YugabyteDB uses the PostgreSQL wire protocol, so it’s compatible in relation to DML statements.
There are DDL or other configuration changes due to the fact that the underlying storage engine is different, so it’s not a drop-in replacement for PostgreSQL, but it’s much easier to use it than to migrate to Google Spanner or Cosmos DB.
You will need to have integration tests to prove that most of your business use cases work fine on YugabyteDB.
While I’ve just started using YugabyteDB, Franck Pachot and Denis Magda are experts, sothey can surely help you answer your questions.
Hi Charlie,
Let me expand on the compatibility question.
When we talk about Postgres compatibility, we should define several compatibility levels:
1) Wire-level compatibility – a database serializes and deserializes commands that are exchanged with clients (apps, tools) using the Postgres protocol. If the database is wire-level compatible with Postgres, then you should be able to connect to it with psql or standard drivers.
2) Syntax-level compatibility – a database supports Postgres SQL dialect. You can execute the Postgres version of DDL and DML.
3) Feature-level compatibility – a database implements Postgres features such as triggers, stored procedures, materialized views, and more.
4) Runtime-level compatibility – a database matches PostgreSQL execution semantics at runtime.

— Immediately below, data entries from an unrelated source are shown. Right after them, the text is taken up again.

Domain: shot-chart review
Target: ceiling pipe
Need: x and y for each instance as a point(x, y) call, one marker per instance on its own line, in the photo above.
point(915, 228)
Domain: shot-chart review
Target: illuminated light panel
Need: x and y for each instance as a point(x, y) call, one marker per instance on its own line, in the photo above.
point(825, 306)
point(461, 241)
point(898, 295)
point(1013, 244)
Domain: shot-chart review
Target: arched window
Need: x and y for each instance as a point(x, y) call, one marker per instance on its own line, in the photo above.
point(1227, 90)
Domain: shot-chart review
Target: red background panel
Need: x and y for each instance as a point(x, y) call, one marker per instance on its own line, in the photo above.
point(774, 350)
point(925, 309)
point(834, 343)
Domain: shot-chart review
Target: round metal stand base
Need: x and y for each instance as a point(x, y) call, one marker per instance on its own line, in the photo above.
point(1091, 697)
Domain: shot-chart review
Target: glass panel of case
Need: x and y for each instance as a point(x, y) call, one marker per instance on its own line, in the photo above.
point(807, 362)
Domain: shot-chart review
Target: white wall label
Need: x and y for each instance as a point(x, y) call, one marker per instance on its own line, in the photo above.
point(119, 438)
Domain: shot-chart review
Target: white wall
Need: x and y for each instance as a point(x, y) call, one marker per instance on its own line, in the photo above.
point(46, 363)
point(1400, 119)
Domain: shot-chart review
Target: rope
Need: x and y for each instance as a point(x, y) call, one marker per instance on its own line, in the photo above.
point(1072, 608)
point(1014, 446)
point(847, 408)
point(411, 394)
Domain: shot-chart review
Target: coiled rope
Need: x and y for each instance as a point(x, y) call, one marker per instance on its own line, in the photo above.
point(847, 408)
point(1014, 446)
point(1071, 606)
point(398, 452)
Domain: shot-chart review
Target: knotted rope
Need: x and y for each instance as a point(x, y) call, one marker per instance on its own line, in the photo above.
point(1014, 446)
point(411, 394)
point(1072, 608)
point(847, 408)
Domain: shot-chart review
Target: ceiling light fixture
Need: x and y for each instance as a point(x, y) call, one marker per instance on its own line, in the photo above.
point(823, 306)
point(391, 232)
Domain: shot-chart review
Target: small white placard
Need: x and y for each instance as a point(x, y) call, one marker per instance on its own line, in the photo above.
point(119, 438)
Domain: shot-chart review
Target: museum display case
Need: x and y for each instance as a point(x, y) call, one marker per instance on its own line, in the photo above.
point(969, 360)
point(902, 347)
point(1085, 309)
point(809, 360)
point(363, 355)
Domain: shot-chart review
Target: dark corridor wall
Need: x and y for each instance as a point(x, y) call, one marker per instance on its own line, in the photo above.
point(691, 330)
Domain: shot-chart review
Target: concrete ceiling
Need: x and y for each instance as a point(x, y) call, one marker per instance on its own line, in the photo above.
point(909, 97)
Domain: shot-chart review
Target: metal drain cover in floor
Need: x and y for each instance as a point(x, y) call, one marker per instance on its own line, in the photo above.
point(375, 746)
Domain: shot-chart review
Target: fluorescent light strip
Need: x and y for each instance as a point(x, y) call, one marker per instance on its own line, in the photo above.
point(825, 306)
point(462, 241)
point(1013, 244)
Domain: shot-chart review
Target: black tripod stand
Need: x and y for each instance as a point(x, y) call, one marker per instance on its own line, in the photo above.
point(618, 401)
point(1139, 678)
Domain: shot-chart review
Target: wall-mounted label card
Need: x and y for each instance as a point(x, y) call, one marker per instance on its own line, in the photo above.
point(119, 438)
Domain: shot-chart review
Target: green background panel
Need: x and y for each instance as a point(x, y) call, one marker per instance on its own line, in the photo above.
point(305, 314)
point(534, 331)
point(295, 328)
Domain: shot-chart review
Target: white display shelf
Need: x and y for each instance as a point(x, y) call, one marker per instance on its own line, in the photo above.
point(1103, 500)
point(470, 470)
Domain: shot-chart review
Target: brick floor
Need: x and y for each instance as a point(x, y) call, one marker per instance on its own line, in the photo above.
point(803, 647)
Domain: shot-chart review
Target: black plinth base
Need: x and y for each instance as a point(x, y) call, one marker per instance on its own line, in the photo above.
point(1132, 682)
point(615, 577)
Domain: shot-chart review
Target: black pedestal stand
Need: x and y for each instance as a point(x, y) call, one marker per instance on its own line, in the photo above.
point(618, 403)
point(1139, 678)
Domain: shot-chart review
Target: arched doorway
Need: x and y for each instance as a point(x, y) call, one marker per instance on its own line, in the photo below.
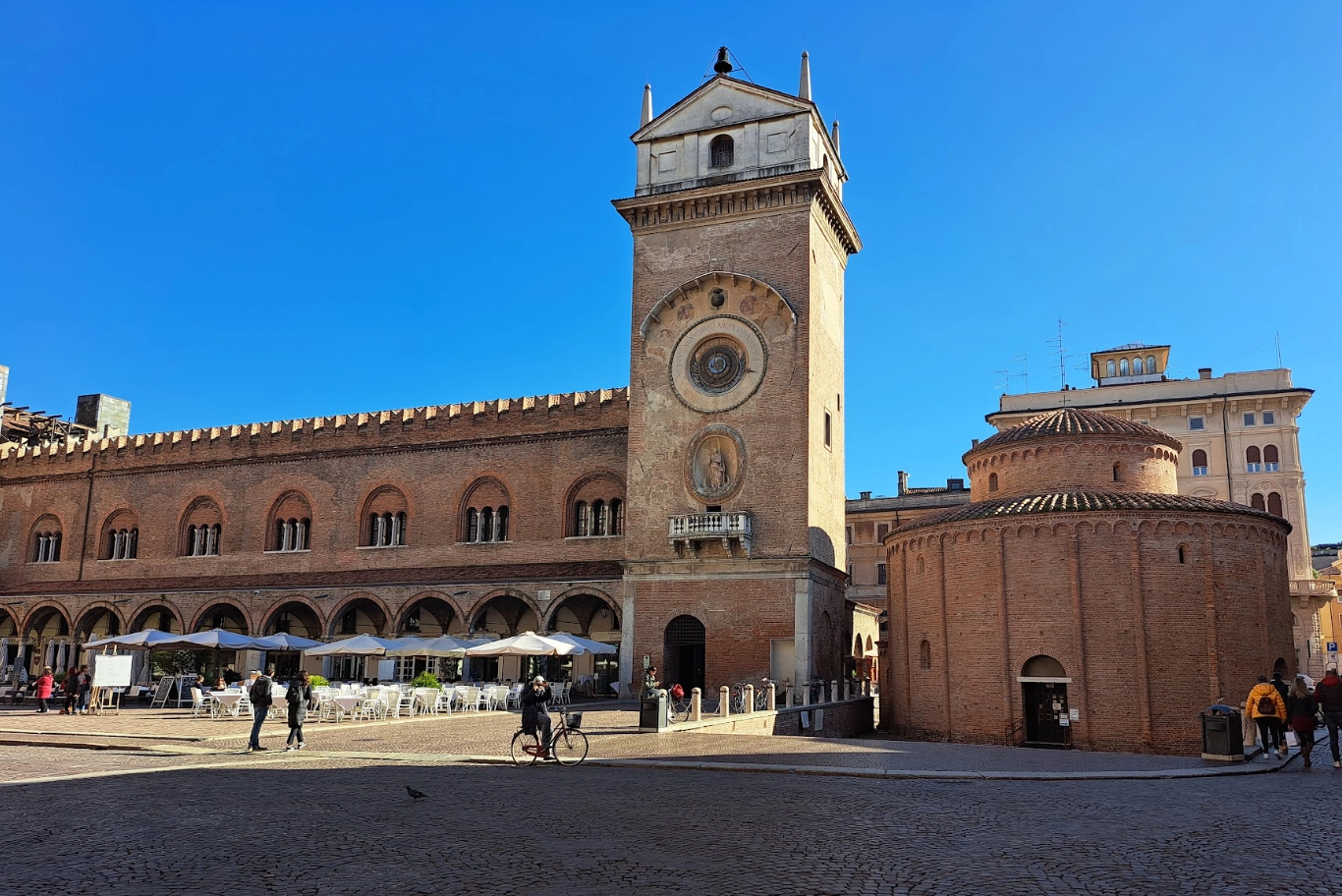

More specifically, runtime-compatible databases should support queries to the system catalog, error messages, and error codes. The runtime-compatible databases usually work and look like Postgres.

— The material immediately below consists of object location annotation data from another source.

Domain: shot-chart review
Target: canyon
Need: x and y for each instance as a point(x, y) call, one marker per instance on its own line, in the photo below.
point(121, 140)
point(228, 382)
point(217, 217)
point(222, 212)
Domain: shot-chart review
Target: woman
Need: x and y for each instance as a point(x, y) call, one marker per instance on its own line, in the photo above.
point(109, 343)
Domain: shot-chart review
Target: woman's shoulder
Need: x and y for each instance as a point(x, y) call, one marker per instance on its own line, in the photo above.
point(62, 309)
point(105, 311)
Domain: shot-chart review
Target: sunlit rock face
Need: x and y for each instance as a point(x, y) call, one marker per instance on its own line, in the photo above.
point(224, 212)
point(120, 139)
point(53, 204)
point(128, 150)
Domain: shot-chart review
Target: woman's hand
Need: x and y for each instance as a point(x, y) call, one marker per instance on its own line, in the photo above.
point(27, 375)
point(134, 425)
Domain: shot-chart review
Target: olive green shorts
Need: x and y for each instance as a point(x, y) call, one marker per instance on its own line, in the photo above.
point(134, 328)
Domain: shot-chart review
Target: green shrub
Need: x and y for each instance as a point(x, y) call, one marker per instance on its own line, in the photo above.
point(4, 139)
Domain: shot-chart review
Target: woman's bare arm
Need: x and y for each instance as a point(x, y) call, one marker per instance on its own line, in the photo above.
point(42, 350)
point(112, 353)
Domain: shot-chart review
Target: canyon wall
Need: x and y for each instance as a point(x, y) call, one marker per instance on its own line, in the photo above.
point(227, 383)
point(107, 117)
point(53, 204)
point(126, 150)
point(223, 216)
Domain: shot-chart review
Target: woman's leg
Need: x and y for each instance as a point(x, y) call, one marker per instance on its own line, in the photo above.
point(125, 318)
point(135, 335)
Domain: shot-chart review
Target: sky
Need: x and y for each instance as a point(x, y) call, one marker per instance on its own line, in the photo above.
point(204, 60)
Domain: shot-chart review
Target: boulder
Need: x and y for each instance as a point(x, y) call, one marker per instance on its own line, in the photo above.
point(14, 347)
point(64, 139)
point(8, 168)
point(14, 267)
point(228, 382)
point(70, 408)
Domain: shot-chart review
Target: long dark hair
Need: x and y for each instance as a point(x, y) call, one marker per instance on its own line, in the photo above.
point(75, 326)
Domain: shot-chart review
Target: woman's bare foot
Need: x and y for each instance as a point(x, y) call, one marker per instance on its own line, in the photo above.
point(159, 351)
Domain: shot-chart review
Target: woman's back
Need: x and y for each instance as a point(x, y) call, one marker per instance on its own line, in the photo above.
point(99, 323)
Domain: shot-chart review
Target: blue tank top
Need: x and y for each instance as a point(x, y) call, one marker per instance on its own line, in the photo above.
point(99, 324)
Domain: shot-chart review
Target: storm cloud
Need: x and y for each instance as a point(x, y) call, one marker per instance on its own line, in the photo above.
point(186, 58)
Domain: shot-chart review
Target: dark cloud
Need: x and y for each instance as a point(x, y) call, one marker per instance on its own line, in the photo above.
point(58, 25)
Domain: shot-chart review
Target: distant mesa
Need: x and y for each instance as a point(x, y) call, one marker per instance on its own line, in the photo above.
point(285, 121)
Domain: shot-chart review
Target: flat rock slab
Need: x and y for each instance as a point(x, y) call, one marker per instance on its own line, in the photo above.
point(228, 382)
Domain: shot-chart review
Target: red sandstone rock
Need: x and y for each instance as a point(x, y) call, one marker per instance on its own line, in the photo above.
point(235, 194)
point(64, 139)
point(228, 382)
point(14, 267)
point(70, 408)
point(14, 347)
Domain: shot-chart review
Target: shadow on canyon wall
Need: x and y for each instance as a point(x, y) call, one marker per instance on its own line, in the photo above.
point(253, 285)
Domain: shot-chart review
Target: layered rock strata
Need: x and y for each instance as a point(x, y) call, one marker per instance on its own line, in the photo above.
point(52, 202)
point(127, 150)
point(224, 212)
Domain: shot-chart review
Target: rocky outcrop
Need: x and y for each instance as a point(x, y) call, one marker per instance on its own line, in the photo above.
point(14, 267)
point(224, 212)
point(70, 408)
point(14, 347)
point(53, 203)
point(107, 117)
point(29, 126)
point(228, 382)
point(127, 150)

Also, if a database is feature-compatible, then it’s assumed that it’s also syntax- and wire-compatible. If it’s runtime-compatible, then it’s also feature-compatible with Postgres.

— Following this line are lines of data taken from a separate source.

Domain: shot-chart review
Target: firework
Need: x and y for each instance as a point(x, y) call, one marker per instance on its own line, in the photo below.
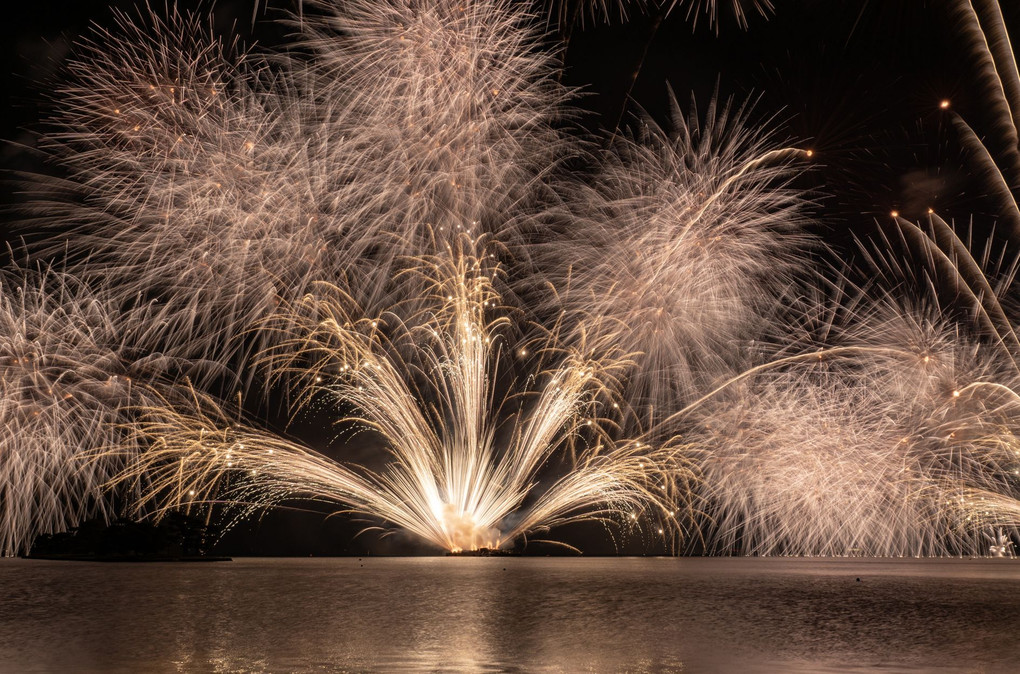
point(475, 458)
point(66, 378)
point(898, 436)
point(680, 252)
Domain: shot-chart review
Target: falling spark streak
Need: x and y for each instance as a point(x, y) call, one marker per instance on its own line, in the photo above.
point(455, 477)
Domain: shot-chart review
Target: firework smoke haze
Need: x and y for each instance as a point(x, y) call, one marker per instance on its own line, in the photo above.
point(195, 184)
point(879, 454)
point(681, 250)
point(445, 112)
point(465, 457)
point(65, 378)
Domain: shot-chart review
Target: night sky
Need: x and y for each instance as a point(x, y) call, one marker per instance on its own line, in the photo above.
point(859, 82)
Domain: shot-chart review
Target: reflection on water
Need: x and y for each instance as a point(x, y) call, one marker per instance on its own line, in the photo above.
point(512, 614)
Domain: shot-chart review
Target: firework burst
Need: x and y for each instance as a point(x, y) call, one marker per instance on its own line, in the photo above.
point(475, 457)
point(65, 378)
point(680, 252)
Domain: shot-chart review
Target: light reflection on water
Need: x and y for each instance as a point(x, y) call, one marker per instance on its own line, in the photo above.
point(511, 614)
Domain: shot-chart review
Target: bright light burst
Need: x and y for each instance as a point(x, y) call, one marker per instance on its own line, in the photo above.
point(328, 221)
point(477, 457)
point(680, 252)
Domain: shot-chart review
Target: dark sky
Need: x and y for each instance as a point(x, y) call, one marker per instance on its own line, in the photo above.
point(858, 81)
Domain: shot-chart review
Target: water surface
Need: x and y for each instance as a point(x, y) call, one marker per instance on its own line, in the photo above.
point(511, 614)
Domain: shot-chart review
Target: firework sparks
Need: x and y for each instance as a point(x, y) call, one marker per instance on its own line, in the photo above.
point(468, 466)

YugabyteDB is runtime-compatible with PostgreSQL. Which makes it easy to migrate to YugabyteDB without a full application rewrite. Plus, it means that most of the drivers, libraries, tools, and frameworks created for Postgres would also work for YugabyteDB.
Finally, if we say that some database is feature-compatible with Postgres, it doesn’t mean that it’s 100% compatible. The only 100% compatible database with Postgres is Postgres! Instead, we should talk about low, moderate or high compatibility. For instance, it might mean that that database is:
* 100% compatible at the wire level
* 80% compatible at the syntax level (because some commands might not be supported yet)
* 70% compatible at the feature level (some Postgres features are missing)
YugabyteDB is a highly-compatible with Postgres.
Check this YouTube series for a hands-on explanation of different compatibility levels:
Thanks, Vlad and Denis. That all makes sense, and I appreciate the clarification–indeed the elaboration, and all the more video, to boot. 🙂 It all “sings to my heart”, in this era of Twitter/Slack-level “answers”, and makes me all the more encouraged to explore yb!
Hi Vlad,
Thank you for another great article.
Is it reasonable/feasible to use this setup (the containerized multi-node YugabyteDB cluster) in a production environment?
Thank you.
Yes, it should be fine to run it in production, as illustrated by their list of clients.
Thanks for all explanation, Vlad. 👊🏻
You’re welcome.
Hi Vlad, great article. Thanks for sharing 👏🏻👏🏻
One question, in this URL
"jdbc:yugabytedb://%s:%d/%s?load-balance=true"
, which host and port did you use?In my case, I used:
But, it all depends on how you configure the Docker container.
I got it, thanks!
So this instance (
127.0.0.0:5433
) is responsible for load balancing the transactions among all those replicas, right?That’s nice because I thought we had to configure all replicas in the JDBC URL or let an external proxy take care of it.
Yes, that’s the location of the YB-Master, which redirects the calls to the cluster of Tablet Servers. The first node I created is both the YB-Master leader and a tablet server, but if it fails, then another node will become the new YB-Master leader.